Q. Find all angles α in radians from the range −π < α < 0 such that:
a) cos α = √3/2

This is the working out I know how to do, but I don't know if what I'm doing is correct.


arccos(√3/2) = pi/6 = 0.5236
arccos(0.5236) = 58.42^o
180^o - 58.42^o = 121.58^o
cos(58.42) = 0.5236
sin(58.42) = 0.8519
cos(121.58) = -0.5236
sin(121.58) = 0.8519
When it says find all angles between pi and 0, what exactly does that mean? have I found all the angles in radians or do I need to convert 58.42^o and 121.58^o to radians?

58.42 x pi/180 = 1.019 radians?

 

[stapel]

Q. Find all angles α in radians from the range −π < α < 0 such that:
a) cos α = √3/2

This is the working out I know how to do, but I don't know if what I'm doing is correct.

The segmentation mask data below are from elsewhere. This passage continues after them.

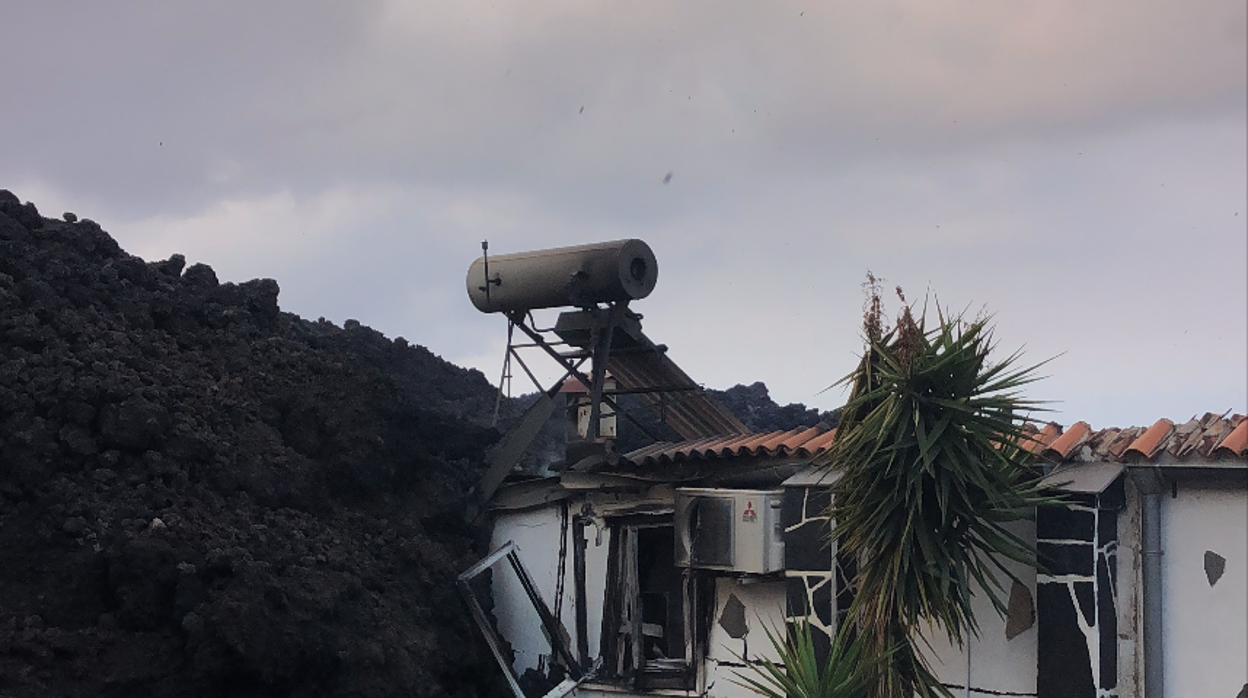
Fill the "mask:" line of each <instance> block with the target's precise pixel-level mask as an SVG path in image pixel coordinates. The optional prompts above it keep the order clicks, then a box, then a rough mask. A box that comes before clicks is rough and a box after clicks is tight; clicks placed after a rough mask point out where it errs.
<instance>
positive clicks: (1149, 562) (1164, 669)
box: [1131, 468, 1166, 698]
mask: <svg viewBox="0 0 1248 698" xmlns="http://www.w3.org/2000/svg"><path fill="white" fill-rule="evenodd" d="M1131 474H1132V478H1133V479H1134V481H1136V486H1137V487H1138V488H1139V514H1141V516H1139V518H1141V522H1139V527H1141V536H1139V543H1141V544H1139V547H1141V551H1139V554H1141V558H1142V559H1141V576H1142V582H1143V586H1142V587H1143V588H1142V598H1141V606H1142V614H1143V621H1144V627H1143V634H1144V698H1163V697H1164V694H1166V663H1164V661H1166V658H1164V642H1163V637H1164V636H1163V632H1164V629H1163V618H1162V556H1163V554H1164V551H1162V484H1163V482H1162V476H1161V473H1159V472H1157V468H1147V469H1138V471H1137V469H1132V472H1131Z"/></svg>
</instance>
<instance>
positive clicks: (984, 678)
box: [920, 521, 1037, 696]
mask: <svg viewBox="0 0 1248 698" xmlns="http://www.w3.org/2000/svg"><path fill="white" fill-rule="evenodd" d="M1008 528H1010V531H1012V532H1013V533H1015V534H1016V536H1018V537H1021V538H1022V539H1023V541H1026V542H1028V543H1031V544H1035V543H1036V523H1035V522H1031V521H1025V522H1016V523H1012V524H1010V527H1008ZM1006 567H1007V568H1008V569H1010V571H1011V572H1013V573H1015V574H1017V576H1018V578H1020V579H1021V581H1022V583H1023V586H1026V587H1027V591H1028V592H1030V593H1031V598H1032V609H1035V599H1036V569H1035V568H1031V567H1027V566H1025V564H1018V563H1016V562H1010V561H1007V562H1006ZM997 577H998V578H1000V581H1001V583H1002V584H1003V586H1005V589H1002V591H1001V592H998V593H1000V596H1001V601H1002V602H1007V601H1008V599H1010V586H1011V581H1010V579H1008V578H1007V577H1005V576H1003V574H1001V573H998V574H997ZM972 608H973V612H975V618H976V621H978V623H980V637H978V638H971V639H970V641H968V642H967V643H966V646H965V647H957V646H956V644H953V643H951V642H950V641H948V639H947V638H946V637H945V636H943V634H942V633H940V632H936V631H931V632H929V633H926V637H927V638H929V642H930V643H931V651H926V649H925V656H927V657H929V658H930V659H931V662H932V669H934V671H935V673H936V677H937V678H940V679H941V682H943V683H946V684H951V686H962V687H967V686H970V687H971V689H972V691H971V692H970V696H985V693H983V692H976V691H975V689H976V688H978V689H986V691H991V692H997V693H1006V694H1025V696H1026V694H1030V696H1035V694H1036V636H1037V633H1036V624H1035V623H1033V624H1032V627H1031V628H1027V629H1026V631H1023V632H1022V633H1021V634H1017V636H1015V637H1013V638H1012V639H1006V621H1005V619H1003V618H1002V617H1001V616H998V614H997V612H996V609H995V608H993V607H992V602H991V601H990V599H988V597H987V594H986V593H983V592H982V591H980V592H978V593H976V594H975V597H973V598H972ZM920 647H922V646H921V644H920ZM967 654H970V664H968V663H967ZM967 671H970V676H968V674H967ZM953 693H955V694H956V696H965V694H967V693H966V691H965V688H963V689H957V691H953Z"/></svg>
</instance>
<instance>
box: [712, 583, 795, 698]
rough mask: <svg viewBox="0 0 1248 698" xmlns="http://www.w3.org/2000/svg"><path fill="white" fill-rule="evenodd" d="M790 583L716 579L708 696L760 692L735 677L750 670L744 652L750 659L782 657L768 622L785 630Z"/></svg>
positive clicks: (738, 694)
mask: <svg viewBox="0 0 1248 698" xmlns="http://www.w3.org/2000/svg"><path fill="white" fill-rule="evenodd" d="M784 603H785V584H784V582H782V581H773V579H765V581H758V579H756V578H744V579H738V578H733V577H720V578H718V579H715V608H714V611H713V613H711V618H714V621H713V622H711V627H710V637H709V638H708V642H706V644H708V648H706V664H705V669H706V677H705V682H706V683H705V696H706V697H708V698H745V697H755V696H756V693H754V692H751V691H748V689H745V688H741V687H739V686H736V684H735V683H733V681H734V679H735V678H736V674H738V673H739V672H745V673H746V676H750V671H749V669H748V668H745V664H743V663H741V659H740V657H743V656H744V657H748V658H749V659H751V661H758V659H759V658H763V657H765V658H768V659H771V661H778V659H779V657H778V656H776V653H775V652H774V651H773V648H771V643H770V642H768V633H766V629H765V628H770V629H771V631H773V632H776V631H779V632H781V633H782V632H784V622H785V606H784Z"/></svg>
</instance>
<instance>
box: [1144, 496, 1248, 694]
mask: <svg viewBox="0 0 1248 698" xmlns="http://www.w3.org/2000/svg"><path fill="white" fill-rule="evenodd" d="M1162 546H1163V547H1162V549H1163V558H1162V559H1163V561H1164V564H1163V567H1162V589H1163V597H1162V603H1163V609H1164V611H1163V623H1164V628H1166V629H1164V638H1166V639H1164V656H1166V697H1167V698H1223V697H1224V698H1236V696H1239V694H1241V693H1239V692H1241V691H1242V689H1243V687H1244V686H1246V683H1248V666H1246V662H1244V658H1246V657H1248V488H1246V487H1243V486H1241V487H1238V488H1219V489H1214V488H1209V487H1194V486H1192V484H1183V483H1178V484H1176V486H1174V488H1173V489H1172V491H1171V493H1169V494H1166V496H1163V497H1162Z"/></svg>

arccos(√3/2) = pi/6 = 0.5236

Why use decimal approximations (that is, inexact "degree" measures)? Stick to the exact (radian) form:

. . . . .\(\displaystyle \cos(\alpha)\, =\, \dfrac{\sqrt{\strut 3\,}}{2}\, \mbox{ for }\, \alpha\, =\, \dfrac{\pi}{6}\)

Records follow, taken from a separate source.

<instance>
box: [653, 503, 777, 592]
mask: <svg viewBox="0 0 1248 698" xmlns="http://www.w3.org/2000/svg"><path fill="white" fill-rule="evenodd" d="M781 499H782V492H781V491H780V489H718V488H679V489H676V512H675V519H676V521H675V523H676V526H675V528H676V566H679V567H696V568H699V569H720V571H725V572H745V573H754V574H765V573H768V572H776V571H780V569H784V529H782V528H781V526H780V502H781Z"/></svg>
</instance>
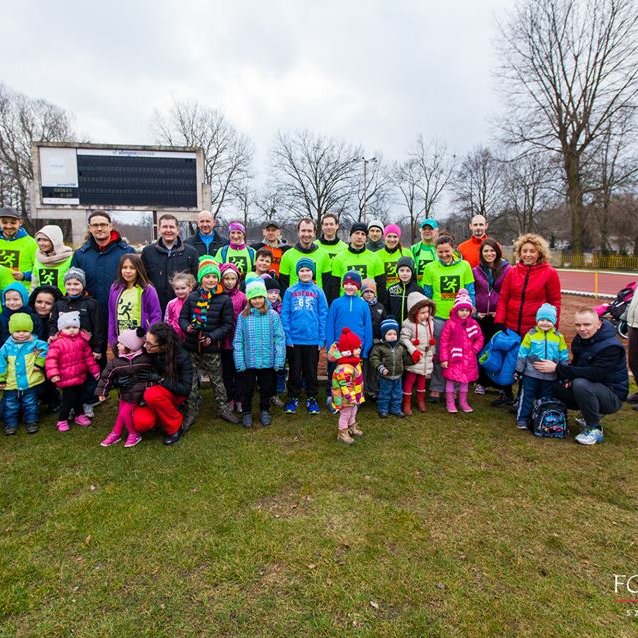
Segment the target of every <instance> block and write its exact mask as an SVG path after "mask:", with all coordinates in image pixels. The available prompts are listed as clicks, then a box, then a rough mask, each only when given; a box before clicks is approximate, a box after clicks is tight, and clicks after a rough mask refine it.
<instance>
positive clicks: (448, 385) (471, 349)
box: [439, 288, 483, 413]
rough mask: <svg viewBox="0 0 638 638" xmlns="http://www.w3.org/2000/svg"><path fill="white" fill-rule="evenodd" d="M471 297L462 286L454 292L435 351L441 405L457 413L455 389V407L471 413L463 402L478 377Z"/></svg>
mask: <svg viewBox="0 0 638 638" xmlns="http://www.w3.org/2000/svg"><path fill="white" fill-rule="evenodd" d="M472 310H473V306H472V299H471V298H470V295H469V293H468V292H467V290H465V288H461V290H459V291H458V293H457V294H456V299H455V300H454V306H453V308H452V310H451V311H450V318H449V319H448V320H447V321H446V322H445V325H444V326H443V331H442V332H441V339H440V341H439V352H440V355H441V356H440V359H441V368H442V369H443V378H444V379H445V406H446V408H447V411H448V412H450V413H455V412H458V410H457V408H456V401H455V398H454V391H455V385H457V384H458V388H459V407H460V408H461V410H463V412H474V410H473V409H472V407H471V406H470V404H469V403H468V402H467V393H468V388H469V384H470V383H472V381H476V380H477V379H478V372H479V370H478V359H477V356H478V353H479V352H480V350H481V348H482V347H483V333H482V332H481V327H480V326H479V324H478V322H477V321H476V319H474V318H473V317H472V316H471V315H472Z"/></svg>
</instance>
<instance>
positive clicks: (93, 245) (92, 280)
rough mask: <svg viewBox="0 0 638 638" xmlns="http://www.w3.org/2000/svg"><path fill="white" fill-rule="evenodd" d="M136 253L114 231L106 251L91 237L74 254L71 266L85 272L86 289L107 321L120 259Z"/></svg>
mask: <svg viewBox="0 0 638 638" xmlns="http://www.w3.org/2000/svg"><path fill="white" fill-rule="evenodd" d="M134 252H135V249H134V248H132V247H131V246H129V245H128V244H127V243H126V242H125V241H124V240H123V239H122V238H121V237H120V234H119V233H118V232H117V231H113V232H112V233H111V243H110V244H109V245H108V246H107V247H106V248H105V249H104V250H100V249H99V248H98V245H97V244H96V243H95V240H94V239H93V238H92V237H91V238H89V240H88V241H86V242H85V243H84V245H83V246H82V247H81V248H78V249H77V250H76V251H75V253H74V254H73V258H72V259H71V266H75V267H76V268H81V269H82V270H83V271H84V274H85V275H86V289H87V290H88V292H89V294H90V295H91V297H95V298H96V299H97V301H98V303H99V304H100V314H101V316H102V317H103V318H104V320H105V321H106V317H107V316H108V304H109V292H110V291H111V284H112V283H113V282H114V281H115V277H116V276H117V270H118V266H119V265H120V259H122V255H128V254H130V253H134Z"/></svg>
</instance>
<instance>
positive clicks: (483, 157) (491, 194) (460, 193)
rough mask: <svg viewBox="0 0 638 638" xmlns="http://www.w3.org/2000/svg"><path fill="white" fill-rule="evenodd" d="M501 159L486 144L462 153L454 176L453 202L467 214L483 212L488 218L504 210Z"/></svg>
mask: <svg viewBox="0 0 638 638" xmlns="http://www.w3.org/2000/svg"><path fill="white" fill-rule="evenodd" d="M503 175H504V170H503V162H502V161H501V160H500V159H499V158H497V157H496V156H495V155H494V153H493V152H492V151H491V150H490V149H489V148H487V147H477V148H475V149H474V150H473V151H472V152H471V153H469V154H468V155H466V156H465V158H464V159H463V161H462V162H461V165H460V166H459V169H458V171H457V173H456V175H455V176H454V184H453V189H454V194H455V201H456V203H457V204H458V205H459V206H460V208H461V210H462V211H463V212H464V213H465V215H466V217H473V216H474V215H484V216H485V217H487V218H489V219H490V221H491V220H495V219H497V218H498V217H499V216H500V215H501V214H502V212H503V204H504V201H503V196H504V189H503Z"/></svg>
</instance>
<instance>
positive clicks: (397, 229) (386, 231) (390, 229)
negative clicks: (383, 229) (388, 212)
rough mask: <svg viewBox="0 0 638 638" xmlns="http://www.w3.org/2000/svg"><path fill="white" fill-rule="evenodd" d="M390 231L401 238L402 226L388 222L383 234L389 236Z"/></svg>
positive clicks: (385, 235)
mask: <svg viewBox="0 0 638 638" xmlns="http://www.w3.org/2000/svg"><path fill="white" fill-rule="evenodd" d="M390 233H394V234H395V235H398V236H399V239H401V228H400V227H399V226H397V224H388V225H387V226H386V227H385V230H384V231H383V236H384V237H387V236H388V235H389V234H390Z"/></svg>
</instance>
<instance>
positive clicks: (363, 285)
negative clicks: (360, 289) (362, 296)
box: [361, 279, 377, 296]
mask: <svg viewBox="0 0 638 638" xmlns="http://www.w3.org/2000/svg"><path fill="white" fill-rule="evenodd" d="M366 290H371V291H372V292H373V293H374V294H375V296H376V294H377V282H376V281H375V280H374V279H364V280H363V281H362V282H361V294H363V293H364V292H365V291H366Z"/></svg>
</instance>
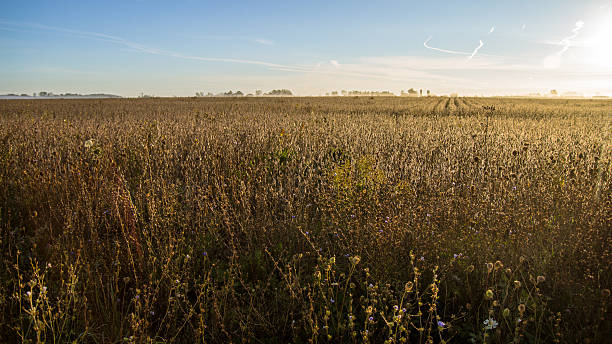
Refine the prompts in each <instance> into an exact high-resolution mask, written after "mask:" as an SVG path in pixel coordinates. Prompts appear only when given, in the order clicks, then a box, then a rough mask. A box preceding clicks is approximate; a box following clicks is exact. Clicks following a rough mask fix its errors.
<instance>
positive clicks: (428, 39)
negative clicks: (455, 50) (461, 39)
mask: <svg viewBox="0 0 612 344" xmlns="http://www.w3.org/2000/svg"><path fill="white" fill-rule="evenodd" d="M431 39H432V37H431V36H429V38H427V40H425V42H423V46H425V48H427V49H431V50H435V51H440V52H443V53H447V54H455V55H470V53H467V52H465V51H454V50H446V49H440V48H436V47H432V46H430V45H428V44H427V43H429V41H431Z"/></svg>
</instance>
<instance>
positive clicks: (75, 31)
mask: <svg viewBox="0 0 612 344" xmlns="http://www.w3.org/2000/svg"><path fill="white" fill-rule="evenodd" d="M0 25H9V26H13V27H15V26H16V27H25V28H30V29H37V30H43V31H54V32H61V33H65V34H70V35H75V36H77V37H81V38H86V39H93V40H97V41H103V42H109V43H113V44H118V45H123V46H125V47H128V48H132V49H134V50H136V51H139V52H142V53H146V54H152V55H162V56H170V57H175V58H180V59H186V60H198V61H208V62H228V63H238V64H251V65H259V66H264V67H268V68H291V69H305V68H301V67H297V66H287V65H281V64H277V63H271V62H266V61H258V60H245V59H234V58H224V57H202V56H191V55H184V54H181V53H178V52H174V51H168V50H162V49H155V48H151V47H147V46H145V45H142V44H140V43H136V42H131V41H128V40H126V39H124V38H121V37H118V36H112V35H107V34H103V33H98V32H91V31H81V30H72V29H66V28H61V27H56V26H49V25H42V24H37V23H21V22H10V21H4V20H0Z"/></svg>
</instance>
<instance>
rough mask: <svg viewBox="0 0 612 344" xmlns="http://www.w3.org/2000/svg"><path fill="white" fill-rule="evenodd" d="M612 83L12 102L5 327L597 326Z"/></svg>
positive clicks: (222, 335)
mask: <svg viewBox="0 0 612 344" xmlns="http://www.w3.org/2000/svg"><path fill="white" fill-rule="evenodd" d="M611 143H612V101H605V100H561V99H559V100H536V99H509V98H443V97H431V98H429V97H424V98H402V97H372V98H370V97H359V98H357V97H355V98H353V97H335V98H246V97H244V98H234V99H224V98H198V99H196V98H193V99H188V98H179V99H108V100H38V101H13V100H7V101H1V102H0V231H1V235H0V240H1V242H0V248H1V249H2V255H1V259H2V262H1V263H0V341H1V342H48V343H53V342H54V343H66V342H73V341H74V342H85V343H92V342H93V343H95V342H97V343H119V342H134V343H165V342H169V343H170V342H178V343H195V342H205V343H225V342H260V343H287V342H298V343H299V342H313V343H315V342H316V343H325V342H372V343H382V342H386V343H402V342H409V343H427V342H430V343H442V342H446V343H465V342H474V343H482V342H486V343H510V342H516V343H552V342H561V343H563V342H585V343H587V342H588V343H603V342H605V341H606V340H609V338H610V337H609V336H610V335H611V334H612V320H611V316H610V313H609V310H608V309H609V305H610V288H612V163H611V162H612V145H611Z"/></svg>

Now look at the cosine wave. Since you're working with the interval from -pi to zero, let's use the period from -2pi to zero. You know that the cosine wave starts its period at 1, goes down to zero, crosses below the x-axis to -1, curves back up to zero, and then ends up at 1 again. You're looking only at that second half, where the curve goes from -1, up to zero, and then ends at 1.

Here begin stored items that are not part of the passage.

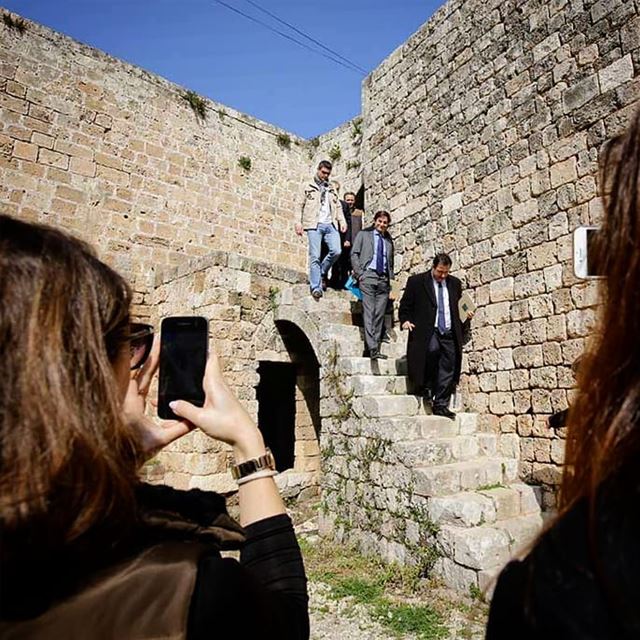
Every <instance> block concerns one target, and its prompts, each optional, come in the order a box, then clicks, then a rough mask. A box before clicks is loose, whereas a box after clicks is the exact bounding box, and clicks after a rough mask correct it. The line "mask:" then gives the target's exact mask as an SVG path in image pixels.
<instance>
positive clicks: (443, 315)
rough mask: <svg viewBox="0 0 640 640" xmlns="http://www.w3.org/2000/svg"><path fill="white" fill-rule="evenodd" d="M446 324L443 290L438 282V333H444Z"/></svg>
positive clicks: (446, 327) (443, 291)
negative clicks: (444, 311) (444, 316)
mask: <svg viewBox="0 0 640 640" xmlns="http://www.w3.org/2000/svg"><path fill="white" fill-rule="evenodd" d="M446 330H447V324H446V322H445V319H444V289H443V287H442V282H438V331H439V332H440V333H445V332H446Z"/></svg>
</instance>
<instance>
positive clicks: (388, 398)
mask: <svg viewBox="0 0 640 640" xmlns="http://www.w3.org/2000/svg"><path fill="white" fill-rule="evenodd" d="M353 409H354V411H355V412H356V413H357V414H358V415H360V416H364V417H367V418H377V417H379V416H415V415H431V405H430V404H429V403H428V402H426V401H425V400H424V399H423V398H420V397H419V396H410V395H395V396H392V395H379V396H362V397H356V398H355V399H354V401H353Z"/></svg>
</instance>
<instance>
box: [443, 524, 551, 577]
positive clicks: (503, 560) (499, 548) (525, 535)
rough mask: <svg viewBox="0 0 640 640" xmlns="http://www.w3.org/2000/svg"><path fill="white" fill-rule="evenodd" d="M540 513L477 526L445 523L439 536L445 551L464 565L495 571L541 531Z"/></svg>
mask: <svg viewBox="0 0 640 640" xmlns="http://www.w3.org/2000/svg"><path fill="white" fill-rule="evenodd" d="M541 528H542V517H541V516H540V514H539V513H537V514H529V515H523V516H517V517H514V518H508V519H506V520H501V521H497V522H495V523H494V524H491V525H488V524H483V525H479V526H477V527H457V526H452V525H445V526H443V527H442V528H441V529H440V532H439V534H438V538H439V541H440V544H441V545H442V547H443V550H444V552H445V555H446V556H447V557H449V558H450V559H451V560H453V561H454V562H456V563H457V564H459V565H462V566H463V567H468V568H470V569H475V570H476V571H484V572H486V575H487V577H488V574H489V573H495V572H496V571H497V570H499V568H501V567H503V566H504V565H505V564H506V563H507V562H508V561H509V560H510V559H511V558H512V557H513V556H514V554H515V553H516V552H517V551H518V550H519V549H521V548H523V547H524V546H526V545H527V544H529V542H531V540H532V539H533V538H534V537H535V536H536V535H537V534H538V533H540V530H541Z"/></svg>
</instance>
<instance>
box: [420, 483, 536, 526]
mask: <svg viewBox="0 0 640 640" xmlns="http://www.w3.org/2000/svg"><path fill="white" fill-rule="evenodd" d="M538 494H539V489H537V488H534V487H531V486H529V485H526V484H523V483H520V482H514V483H513V484H511V485H507V486H495V487H491V488H488V487H487V488H486V489H482V488H481V489H478V490H476V491H464V492H461V493H456V494H454V495H450V496H442V497H433V498H429V499H428V502H427V511H428V513H429V518H430V519H431V520H433V521H434V522H438V523H441V524H453V525H457V526H463V527H475V526H479V525H482V524H492V523H494V522H496V521H498V520H505V519H508V518H515V517H518V516H521V515H533V514H535V513H539V511H540V506H539V500H540V498H539V496H538Z"/></svg>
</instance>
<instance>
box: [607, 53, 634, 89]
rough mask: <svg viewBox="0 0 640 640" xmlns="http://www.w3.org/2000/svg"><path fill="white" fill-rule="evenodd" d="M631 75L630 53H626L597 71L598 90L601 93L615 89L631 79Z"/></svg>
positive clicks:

You know that the y-values (the curve values) on this half-period are kind of symmetric; the values have opposite signs but equal absolute values as you come in from either end (from -pi/2 toward -pi/4, and from zero back toward -pi/4). Will there be any more than one location on the specified interval where the cosine will take on the specified positive value?

You also know that the cosine wave is symmetric about the y-axis; the values on the positive side mirror those on the negative side. You've found a solution on the interval zero to pi/4. What does this tell you about the solution on the interval -pi/4 to zero?

When it says find all angles between -pi and 0, what exactly does that mean?

It means exactly that: find all angles "alpha" for which cos(alpha) is the specified value, where "alpha" is between negative pi and zero.

 

[pka]

Disclosure; this is for an assignment but I'm on struggle street and It doesn't seem to be clicking in my head and making sense.

Q. Find all angles α in radians from the range −π < α < 0 such that:
a) cos α = √3/2

I have generations of students, even graduate students, who have used this half of an equilateral triangle, a \(\displaystyle \frac{\pi}{6},~\frac{\pi}{3},~\&~\frac{\pi}{2}\)

From this memory device, you can find well know angles at once.
The angles in quad IV have a positive cosines. So to answer to your question is \(\displaystyle -\dfrac{\pi}{6}\).

DON'T use a calculator with well-known angles. You can see that the above answer is so much cleaner then all that mess you posted.